There have been other notable reforms in Pennsylvania, spurred by litigation. In 2013, the Disability Rights Network filed a federal lawsuit against the DOC for its treatment of mentally ill prisoners. Two years later, in a courtsettlement between the two parties, the state agreed to improve conditions for the prisoners on its mental health roster held in segregated housing. The settlement required that prisoners with serious mental illness be allowed at least 20 hours a week out of their cells, regardless of whether they are in solitary or in the residential treatment unit — a sort of in-house psychiatric hospital. And prisoners who aren’t classified as seriously mentally ill upon placement in solitary must be evaluated annually, at a minimum, for psychological deterioration. If a doctor deems it necessary, the prisoner would be moved to the residential treatment unit. A recent assessment by a court monitor determined that the DOC is in compliance with these stipulations, and that monitoring is no longer necessary, Andrew Favini, a staff attorney at the Disability Rights Network told The Appeal.

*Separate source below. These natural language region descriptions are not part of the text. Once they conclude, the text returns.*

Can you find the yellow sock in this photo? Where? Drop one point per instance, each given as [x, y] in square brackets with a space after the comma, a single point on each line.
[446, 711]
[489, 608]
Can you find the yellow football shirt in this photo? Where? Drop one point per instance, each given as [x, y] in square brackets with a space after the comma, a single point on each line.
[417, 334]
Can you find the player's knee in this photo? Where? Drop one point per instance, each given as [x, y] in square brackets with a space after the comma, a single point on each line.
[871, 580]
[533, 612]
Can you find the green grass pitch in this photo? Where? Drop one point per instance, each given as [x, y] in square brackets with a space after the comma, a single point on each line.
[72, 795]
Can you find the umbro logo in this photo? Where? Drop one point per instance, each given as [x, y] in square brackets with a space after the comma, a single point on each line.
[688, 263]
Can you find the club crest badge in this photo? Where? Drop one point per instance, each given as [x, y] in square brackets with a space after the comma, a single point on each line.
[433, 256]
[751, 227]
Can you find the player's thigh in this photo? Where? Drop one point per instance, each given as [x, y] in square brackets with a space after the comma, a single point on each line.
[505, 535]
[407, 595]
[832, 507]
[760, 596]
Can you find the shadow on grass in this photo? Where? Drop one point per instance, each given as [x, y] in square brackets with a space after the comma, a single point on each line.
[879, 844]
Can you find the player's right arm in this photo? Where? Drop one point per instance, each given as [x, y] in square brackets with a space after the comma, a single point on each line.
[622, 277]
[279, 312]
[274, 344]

In a written statement, a DOC spokeswoman said that in partnership with BetaGov, a consulting project for government agencies out of New York University, the department has implemented over 100 pilot projects since 2015 to reduce the violence and misconduct that leads to sanctions such as solitary confinement. These programs range “from the use of aromatherapy and yoga to the introduction of therapy dogs,” and 600 prisoners have been trained to be peer mediators, said Worden. The prisons have also started to implement sanctions that are more consistent and less harsh, following a model known as “Swift, Certain, and Fair” punishment. The goal, she said, is to reduce violence and also the use of solitary. Two trial studies showed that this strategy reduced minor infractions; however, in one study, the test group had more serious infractions than the control group.

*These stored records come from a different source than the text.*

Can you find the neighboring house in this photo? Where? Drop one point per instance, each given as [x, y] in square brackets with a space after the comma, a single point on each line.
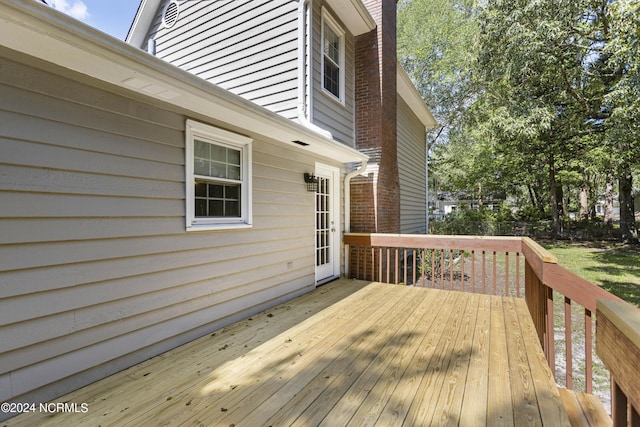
[143, 207]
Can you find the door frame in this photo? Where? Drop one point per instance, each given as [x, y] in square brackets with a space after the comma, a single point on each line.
[328, 273]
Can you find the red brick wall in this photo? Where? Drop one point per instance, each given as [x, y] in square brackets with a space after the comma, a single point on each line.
[375, 200]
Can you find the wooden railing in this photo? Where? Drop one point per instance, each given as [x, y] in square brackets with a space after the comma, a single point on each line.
[561, 303]
[618, 344]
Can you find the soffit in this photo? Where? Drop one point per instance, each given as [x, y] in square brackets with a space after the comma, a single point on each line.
[41, 32]
[354, 15]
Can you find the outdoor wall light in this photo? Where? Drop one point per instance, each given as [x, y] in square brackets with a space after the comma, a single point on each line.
[311, 181]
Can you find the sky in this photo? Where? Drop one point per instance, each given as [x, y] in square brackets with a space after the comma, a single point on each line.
[113, 17]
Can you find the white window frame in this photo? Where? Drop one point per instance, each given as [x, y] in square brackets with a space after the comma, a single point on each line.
[333, 24]
[212, 135]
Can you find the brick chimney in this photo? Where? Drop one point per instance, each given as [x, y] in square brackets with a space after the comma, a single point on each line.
[375, 199]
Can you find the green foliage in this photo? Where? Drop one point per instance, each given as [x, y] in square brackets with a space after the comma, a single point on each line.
[541, 98]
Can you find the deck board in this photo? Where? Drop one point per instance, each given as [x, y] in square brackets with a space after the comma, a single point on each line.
[348, 353]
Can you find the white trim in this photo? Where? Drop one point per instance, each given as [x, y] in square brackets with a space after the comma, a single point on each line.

But other states have gone further. Since September, prisoners in Colorado who commit serious violations are not isolated for more than 15 days, and are then given therapy or anger management classes, if necessary. Rick Raemisch, executive director of the Colorado Department of Corrections, told Frontline last spring that between 2007 and 2013, he reduced the number of people in solitary confinement from roughly 1,500 people to between 130 and 150 at any given time. In Maine, solitary policies were overhauled in 2011 under the leadership of then-Corrections Commissioner Joseph Ponte, who later held the same post in New York. Reforms included the increased use of alternative sanctions, such as limiting work opportunities, for all but the most serious infractions. And now, holding a prisoner in solitary for longer than 72 hours requires the commissioner’s personal approval. The state slashed the number of prisoners held in solitary confinement in half over just 18 months.

Grote and his colleagues, along with other civil rights lawyers, would like Pennsylvania to join these states in making more dramatic reforms to solitary confinement. Wetzel “has this image as a reformer,” Grote said. “But a lot of his positions are quite safe, a lot of his reform-y type statements are hollow pieties.”

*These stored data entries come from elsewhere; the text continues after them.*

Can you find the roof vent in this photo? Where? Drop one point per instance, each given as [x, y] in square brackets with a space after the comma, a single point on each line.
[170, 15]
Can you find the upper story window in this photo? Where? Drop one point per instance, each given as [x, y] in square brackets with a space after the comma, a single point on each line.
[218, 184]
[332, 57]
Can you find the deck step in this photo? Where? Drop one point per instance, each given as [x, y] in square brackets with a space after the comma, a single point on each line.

The Abolitionist Law Center has sued the Pennsylvania DOC on behalf of individual prisoners — with at least one success in addition to Shoatz’s case, and several suits pending. Last month, the Center joined the ACLU and several other firms to file a class action lawsuit challenging the mandatory isolation of Pennsylvania’s 156 prisoners with death sentences.

“The long-term solitary litigation has been piecemeal,” Grote said. “There are not as many lawyers willing to represent the people that we represent.” Despite reforms in the treatment of mentally ill prisoners, Grote is not convinced the department will continue to make changes without outside pressure. “The changes were made when they saw the writing on the wall. In other words, they were pushed kicking and screaming.”